Medical Devices Speaker Series 2023: Develop Advanced Brain-Machine Interfaces with Biomedical Signal Processing and AI Tools from MathWorks

Biomedical signal processing is at the heart of Brain-Machine Interfaces (BMIs), offering immense potential to enhance the quality of life for individuals with neurological disorders and disabilities. This presentation by Vikash Gilja from UC San Diego explores how these advanced systems necessitate the integration of sophisticated biomedical signal processing techniques and AI algorithms.

Discover how MathWorks solutions can help you:

• Acquire and analyze neural signals: Utilize powerful tools for biomedical signal processing and filtering to extract meaningful information from brain activity.
• Develop and implement AI algorithms: Leverage machine learning and deep learning techniques to decode neural signals and translate them into control commands.
• Design and simulate BMI systems: Model and test your BMI in a virtual environment before implementation, ensuring safety and efficacy.
• Generate production-ready code: Automatically generate code from your algorithms, streamlining the development process and reducing the potential for errors.

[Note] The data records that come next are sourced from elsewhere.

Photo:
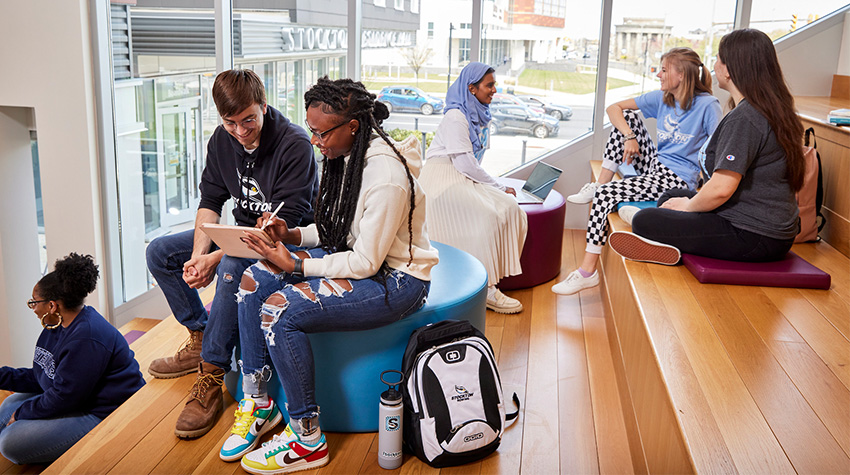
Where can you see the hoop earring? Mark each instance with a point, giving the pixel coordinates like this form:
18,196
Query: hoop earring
51,327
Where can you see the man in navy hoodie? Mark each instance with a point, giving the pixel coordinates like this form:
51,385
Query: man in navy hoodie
258,158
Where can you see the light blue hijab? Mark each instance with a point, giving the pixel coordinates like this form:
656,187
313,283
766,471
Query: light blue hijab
459,97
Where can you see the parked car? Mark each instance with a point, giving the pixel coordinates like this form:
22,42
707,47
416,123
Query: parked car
555,110
519,118
500,99
410,99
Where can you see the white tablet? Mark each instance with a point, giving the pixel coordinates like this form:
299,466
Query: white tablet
229,239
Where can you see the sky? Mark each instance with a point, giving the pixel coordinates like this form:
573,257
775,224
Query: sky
686,15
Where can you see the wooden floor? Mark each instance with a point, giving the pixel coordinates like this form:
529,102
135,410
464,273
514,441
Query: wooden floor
760,375
555,355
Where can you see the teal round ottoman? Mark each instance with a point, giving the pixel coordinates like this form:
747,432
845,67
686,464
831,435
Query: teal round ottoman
349,364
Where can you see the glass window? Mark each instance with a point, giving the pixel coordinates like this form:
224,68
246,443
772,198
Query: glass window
165,114
777,18
546,96
642,30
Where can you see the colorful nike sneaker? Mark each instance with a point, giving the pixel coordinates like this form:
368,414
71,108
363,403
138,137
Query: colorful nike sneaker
251,423
286,453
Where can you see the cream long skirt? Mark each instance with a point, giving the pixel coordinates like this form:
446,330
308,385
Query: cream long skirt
479,219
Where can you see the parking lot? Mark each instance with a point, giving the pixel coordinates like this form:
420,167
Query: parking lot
505,152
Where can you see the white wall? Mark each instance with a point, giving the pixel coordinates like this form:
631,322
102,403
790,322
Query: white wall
46,58
19,257
809,57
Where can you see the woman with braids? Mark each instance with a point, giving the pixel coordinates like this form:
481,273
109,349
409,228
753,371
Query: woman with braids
367,264
83,369
747,210
687,114
468,208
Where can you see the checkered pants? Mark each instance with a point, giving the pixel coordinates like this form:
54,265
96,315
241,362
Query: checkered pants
654,180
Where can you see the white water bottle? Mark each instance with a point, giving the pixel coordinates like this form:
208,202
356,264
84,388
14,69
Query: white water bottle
389,425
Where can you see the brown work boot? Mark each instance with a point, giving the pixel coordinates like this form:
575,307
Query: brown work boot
184,362
205,403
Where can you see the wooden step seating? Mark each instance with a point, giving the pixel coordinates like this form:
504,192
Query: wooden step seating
554,354
723,378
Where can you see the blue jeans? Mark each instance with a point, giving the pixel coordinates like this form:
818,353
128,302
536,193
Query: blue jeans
277,311
165,257
39,440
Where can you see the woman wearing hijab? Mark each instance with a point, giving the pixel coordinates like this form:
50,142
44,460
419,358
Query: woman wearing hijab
466,207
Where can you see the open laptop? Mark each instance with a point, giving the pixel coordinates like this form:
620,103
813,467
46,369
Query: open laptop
539,184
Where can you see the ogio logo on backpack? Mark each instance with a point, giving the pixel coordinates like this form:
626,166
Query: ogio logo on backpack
462,394
453,407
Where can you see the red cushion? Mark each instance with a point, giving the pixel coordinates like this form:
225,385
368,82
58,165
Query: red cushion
791,271
541,254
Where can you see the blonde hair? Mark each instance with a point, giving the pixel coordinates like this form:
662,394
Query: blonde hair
696,78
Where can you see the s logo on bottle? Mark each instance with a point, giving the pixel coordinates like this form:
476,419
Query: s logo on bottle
392,423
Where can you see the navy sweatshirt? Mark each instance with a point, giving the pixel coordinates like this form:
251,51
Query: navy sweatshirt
282,168
87,367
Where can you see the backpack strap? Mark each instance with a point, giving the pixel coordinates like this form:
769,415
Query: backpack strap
513,415
811,131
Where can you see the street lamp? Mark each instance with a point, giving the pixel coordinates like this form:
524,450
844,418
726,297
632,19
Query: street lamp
449,77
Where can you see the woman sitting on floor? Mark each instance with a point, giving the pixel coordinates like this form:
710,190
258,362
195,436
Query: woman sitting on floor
747,210
368,265
468,208
687,114
83,369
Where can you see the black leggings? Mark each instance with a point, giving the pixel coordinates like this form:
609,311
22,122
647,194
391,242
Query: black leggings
706,234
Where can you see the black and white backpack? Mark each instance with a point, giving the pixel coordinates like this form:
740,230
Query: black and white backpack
454,412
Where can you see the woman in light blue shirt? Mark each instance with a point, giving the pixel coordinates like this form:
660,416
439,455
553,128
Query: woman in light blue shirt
687,115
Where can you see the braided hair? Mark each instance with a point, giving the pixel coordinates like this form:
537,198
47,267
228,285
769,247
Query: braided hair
340,184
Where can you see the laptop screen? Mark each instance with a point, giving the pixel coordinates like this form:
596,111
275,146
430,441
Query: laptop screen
541,180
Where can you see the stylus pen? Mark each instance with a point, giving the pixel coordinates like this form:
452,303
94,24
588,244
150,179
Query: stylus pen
268,221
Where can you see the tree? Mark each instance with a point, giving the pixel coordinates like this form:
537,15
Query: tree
416,57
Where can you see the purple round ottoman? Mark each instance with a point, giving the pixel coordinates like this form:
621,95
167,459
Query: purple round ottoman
541,255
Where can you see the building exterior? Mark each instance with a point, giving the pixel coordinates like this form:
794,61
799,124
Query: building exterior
163,57
639,36
513,32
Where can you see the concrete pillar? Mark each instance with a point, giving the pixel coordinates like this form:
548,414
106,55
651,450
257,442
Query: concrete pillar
19,256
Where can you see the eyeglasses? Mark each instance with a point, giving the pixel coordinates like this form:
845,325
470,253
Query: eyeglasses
246,124
321,135
32,302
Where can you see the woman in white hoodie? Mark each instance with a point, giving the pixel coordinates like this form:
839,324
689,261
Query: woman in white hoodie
367,263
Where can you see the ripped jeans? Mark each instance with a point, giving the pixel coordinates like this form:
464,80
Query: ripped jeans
277,311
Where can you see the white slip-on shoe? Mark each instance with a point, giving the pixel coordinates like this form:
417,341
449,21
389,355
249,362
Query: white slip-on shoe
501,303
627,213
636,248
585,194
575,282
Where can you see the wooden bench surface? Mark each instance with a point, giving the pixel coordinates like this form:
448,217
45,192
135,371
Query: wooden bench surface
554,355
755,378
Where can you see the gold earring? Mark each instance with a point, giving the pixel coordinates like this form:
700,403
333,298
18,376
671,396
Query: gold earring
51,327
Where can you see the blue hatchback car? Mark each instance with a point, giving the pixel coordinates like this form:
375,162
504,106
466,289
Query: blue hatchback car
408,98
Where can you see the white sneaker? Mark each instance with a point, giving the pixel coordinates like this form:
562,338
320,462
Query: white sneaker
627,213
585,194
637,248
575,282
501,303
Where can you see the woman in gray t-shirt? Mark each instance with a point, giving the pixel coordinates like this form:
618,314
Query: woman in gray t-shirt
747,210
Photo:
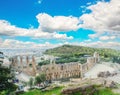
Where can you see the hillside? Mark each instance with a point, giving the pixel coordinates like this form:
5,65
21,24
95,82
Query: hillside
72,51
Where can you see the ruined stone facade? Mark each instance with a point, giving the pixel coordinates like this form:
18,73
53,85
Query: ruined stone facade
54,71
74,69
24,64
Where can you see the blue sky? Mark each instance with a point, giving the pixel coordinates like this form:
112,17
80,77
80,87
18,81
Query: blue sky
41,23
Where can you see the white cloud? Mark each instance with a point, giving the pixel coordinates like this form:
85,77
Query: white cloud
39,1
57,23
10,30
105,17
10,43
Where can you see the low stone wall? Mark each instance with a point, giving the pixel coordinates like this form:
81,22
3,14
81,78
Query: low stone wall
85,90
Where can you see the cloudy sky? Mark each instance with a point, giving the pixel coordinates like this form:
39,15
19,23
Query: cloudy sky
50,23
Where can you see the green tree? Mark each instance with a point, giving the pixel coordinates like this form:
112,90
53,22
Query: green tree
31,82
40,79
6,80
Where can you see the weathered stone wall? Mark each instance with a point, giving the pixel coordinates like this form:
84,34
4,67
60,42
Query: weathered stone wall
24,64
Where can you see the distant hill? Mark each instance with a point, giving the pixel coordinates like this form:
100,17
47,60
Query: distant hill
70,53
69,50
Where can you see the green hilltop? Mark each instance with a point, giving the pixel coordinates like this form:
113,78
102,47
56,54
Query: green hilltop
74,53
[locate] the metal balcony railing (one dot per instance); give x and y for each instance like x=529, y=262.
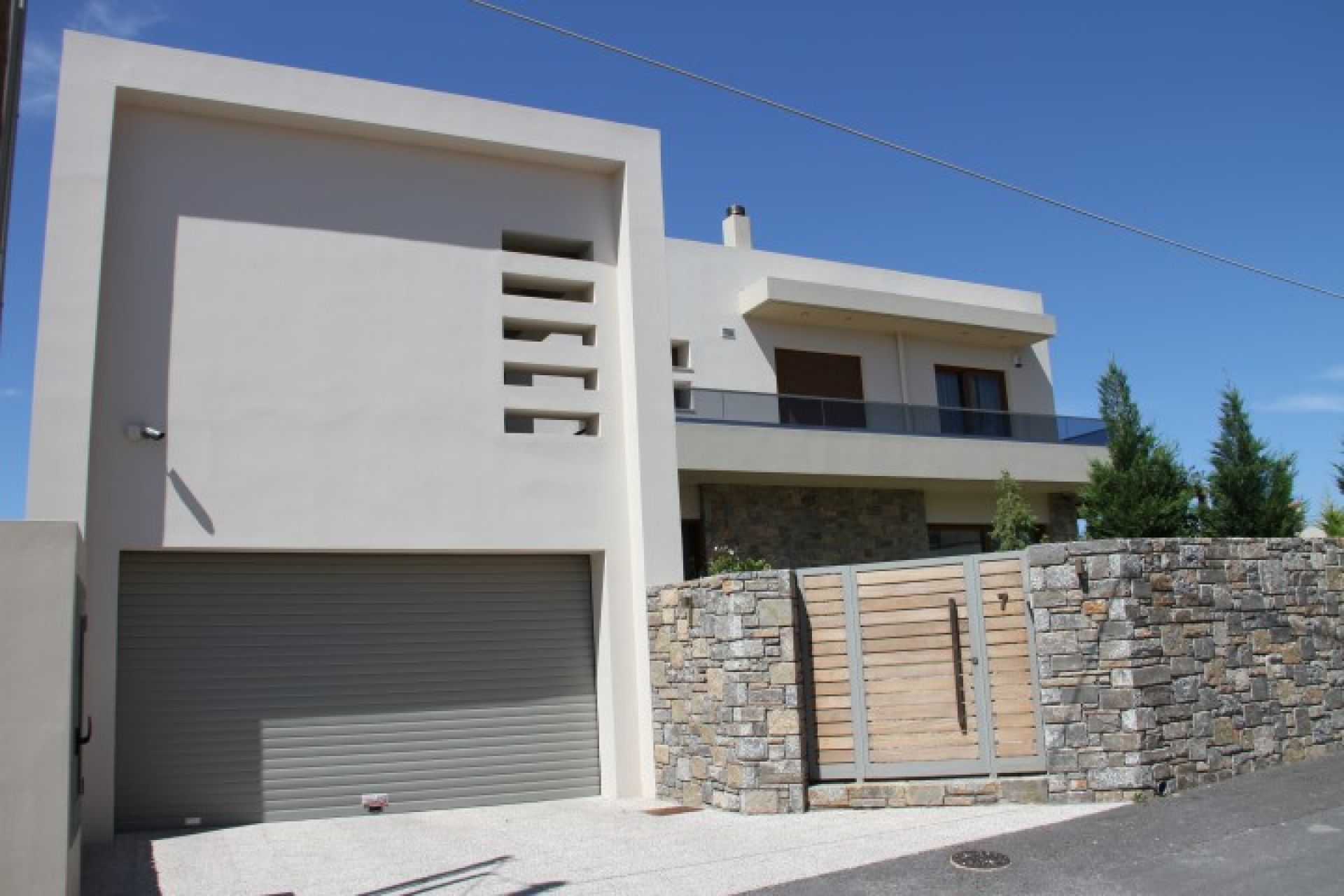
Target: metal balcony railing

This presentation was given at the 2023 MathWorks Medical Devices Speaker Series, which is a forum for researchers and industry practitioners using MATLAB^® and Simulink^® to showcase and discuss their state-of-the-art innovations in the areas of medical device research, prototyping, and compliance with FDA/MDR regulations for device certification.

About the presenter:

Vikash Gilja is an associate professor in the Electrical and Computer Engineering Department and is a member of the Neuroscience Graduate Program faculty at the University of California, San Diego (UCSD). He directs the Translational Neural Engineering Laboratory, which develops and expands the capabilities of neural prosthetic systems. To realize this goal, the lab develops machine learning–based algorithms that interpret multimodal physiology data in real time, and it validates these algorithms by conducting experiments in multiple clinical settings and animal models. Gilja received a B.S. degree in brain and cognitive sciences and B.S./M.Eng. degrees in electrical engineering and computer science from MIT in 2003 and 2004 and his Ph.D. in computer science at Stanford University in 2010.